Attenuation time series simulation at 44 GHz, derived from Olympus measurements made on 28 August 1992 at Gometz-la-ville (France): Total attenuation and corresponding gas, cloud, and rain contributions are presented.

[33] Figure 7 illustrates the corresponding attenuation excess statistics, which demonstrate the importance of designing fade mitigation techniques into a static margin system, since the margin needed to ensure quasi permanent link availability would be prohibitive.

5. Conclusion

[34] At frequencies below 18 GHz, rain is the main contributor to the total attenuation of a radio frequency link. This is the reason for which, until recently, only rain was taken into account in frequency scaling models. However, as new telecommunication systems tend to use frequencies above 20 GHz, the attenuation contributions of gases and clouds can no longer be neglected. As a result, specific frequency scaling ratios must be applied to each contribution in order to derive the total atmospheric attenuation at a new frequency. Preliminary separation of the three different atmospheric contributions is essential to accurate frequency scaling estimations. In the present paper, a method based on neural networks has been developed to separate out the different contributions. Partial validation on real measurements has given us considerable confidence in the model's performance over the [20–50] GHz frequency interval. An example of frequency scaling is given, in which the dynamics and statistical properties of attenuation are derived for the 44 GHz channel, from measurements at 20 and 30 GHz.

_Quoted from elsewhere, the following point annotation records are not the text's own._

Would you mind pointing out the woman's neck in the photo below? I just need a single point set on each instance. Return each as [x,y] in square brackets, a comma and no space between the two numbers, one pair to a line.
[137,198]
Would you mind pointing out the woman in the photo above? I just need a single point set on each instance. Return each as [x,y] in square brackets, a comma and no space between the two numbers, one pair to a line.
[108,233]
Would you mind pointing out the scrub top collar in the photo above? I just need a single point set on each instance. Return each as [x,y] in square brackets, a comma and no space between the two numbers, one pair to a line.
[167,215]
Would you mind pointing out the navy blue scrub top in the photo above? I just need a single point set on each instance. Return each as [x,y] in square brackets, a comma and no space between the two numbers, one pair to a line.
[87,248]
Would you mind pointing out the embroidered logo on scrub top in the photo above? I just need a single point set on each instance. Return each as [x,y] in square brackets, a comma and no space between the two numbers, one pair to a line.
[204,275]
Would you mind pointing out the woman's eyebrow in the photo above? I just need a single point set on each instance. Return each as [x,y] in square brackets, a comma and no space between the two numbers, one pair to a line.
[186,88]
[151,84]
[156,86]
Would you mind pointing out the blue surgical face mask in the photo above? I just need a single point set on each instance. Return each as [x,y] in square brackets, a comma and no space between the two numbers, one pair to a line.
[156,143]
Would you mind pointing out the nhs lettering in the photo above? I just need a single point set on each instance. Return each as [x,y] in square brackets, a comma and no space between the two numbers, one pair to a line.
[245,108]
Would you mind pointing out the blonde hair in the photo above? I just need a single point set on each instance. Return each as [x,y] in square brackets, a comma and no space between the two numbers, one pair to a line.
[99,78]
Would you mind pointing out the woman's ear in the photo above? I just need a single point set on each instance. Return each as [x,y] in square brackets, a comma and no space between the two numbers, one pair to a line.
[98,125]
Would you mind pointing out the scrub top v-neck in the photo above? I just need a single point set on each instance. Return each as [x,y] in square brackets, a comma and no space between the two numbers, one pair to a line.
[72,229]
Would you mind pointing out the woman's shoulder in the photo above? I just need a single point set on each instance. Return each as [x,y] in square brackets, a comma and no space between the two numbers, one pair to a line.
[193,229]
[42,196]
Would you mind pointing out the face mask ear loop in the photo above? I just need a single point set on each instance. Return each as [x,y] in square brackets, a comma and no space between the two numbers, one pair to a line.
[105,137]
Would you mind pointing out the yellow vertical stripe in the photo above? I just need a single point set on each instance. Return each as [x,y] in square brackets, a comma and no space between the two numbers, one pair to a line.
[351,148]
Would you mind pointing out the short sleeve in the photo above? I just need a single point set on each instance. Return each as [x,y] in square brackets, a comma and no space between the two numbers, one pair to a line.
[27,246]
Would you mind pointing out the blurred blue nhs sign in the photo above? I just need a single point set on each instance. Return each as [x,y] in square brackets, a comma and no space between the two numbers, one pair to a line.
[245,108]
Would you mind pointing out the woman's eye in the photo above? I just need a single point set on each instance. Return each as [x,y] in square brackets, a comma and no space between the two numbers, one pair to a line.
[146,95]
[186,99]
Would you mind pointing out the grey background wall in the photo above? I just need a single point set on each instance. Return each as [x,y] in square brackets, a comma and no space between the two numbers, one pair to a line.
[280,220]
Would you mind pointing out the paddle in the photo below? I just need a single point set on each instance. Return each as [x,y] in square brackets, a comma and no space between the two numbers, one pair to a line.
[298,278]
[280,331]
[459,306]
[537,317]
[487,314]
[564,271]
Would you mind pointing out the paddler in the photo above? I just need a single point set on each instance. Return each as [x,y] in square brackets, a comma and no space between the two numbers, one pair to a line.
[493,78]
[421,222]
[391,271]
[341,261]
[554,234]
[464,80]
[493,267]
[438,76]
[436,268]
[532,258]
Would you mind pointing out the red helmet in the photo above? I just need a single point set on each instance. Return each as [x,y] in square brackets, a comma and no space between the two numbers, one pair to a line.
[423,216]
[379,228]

[35] Because the different atmospheric components are characterized by quite different spatiotemporal dynamic behaviors, the separation models could be used to improve predictive attenuation models on the basis of prior attenuation measurements at the same or lower frequencies.

[36] At the present time, our neural models use either one, two or three attenuation measurements as input. By making use of conventional ground level meteorological measurements such as pressure, temperature and humidity, these models could certainly be improved. Although more sophisticated measurements such as accurate radiometric determinations of sky brightness temperature are currently rather delicate and expensive to implement, they have the potential of enabling much improved separation of the specific contributions to global atmospheric attenuation.


[37] This work was supported by CELAR. Thanks are also due to T. Marsault for support of this collaboration.